Ortega: Well, think of the past two years as deep exploration for me. It’s been putting legs to all these business theories and frameworks. In a way, I have been sense-making the nuances of doing business in Uganda, and Africa and fusing that with the business school frameworks. I have been up and about, to business schools, to starting businesses, and to deep learning.
BigEyeug Team: What business schools have you been to? Why those schools?

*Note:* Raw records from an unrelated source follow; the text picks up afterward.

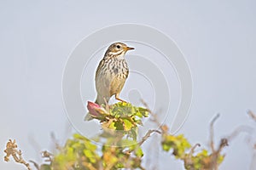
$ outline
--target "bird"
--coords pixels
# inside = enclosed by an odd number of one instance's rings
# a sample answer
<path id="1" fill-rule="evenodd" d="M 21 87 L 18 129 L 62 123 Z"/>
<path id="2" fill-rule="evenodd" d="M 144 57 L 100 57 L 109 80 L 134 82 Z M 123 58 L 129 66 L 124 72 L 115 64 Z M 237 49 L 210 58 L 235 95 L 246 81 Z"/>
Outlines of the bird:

Ortega: I have spent the past two years in the environs of Strathmore University Business School. It’s a transformative experience that I believe everyone should have during their lifetime. I then spent time at the Asian Institute of Management (AIM) in Makati, Philippines and IESE Business School in Barcelona, Spain. Now, if you ask me why those schools? For me they represent a triad of the global world. Strathmore captures the African essence. IESE brings to life what it means to do business in Europe, while AIM echoes the lessons of the ASEAN world. Everyone should keep their eye on ASEAN.
BigEyeug Team: And what is it that someone picks from business schools?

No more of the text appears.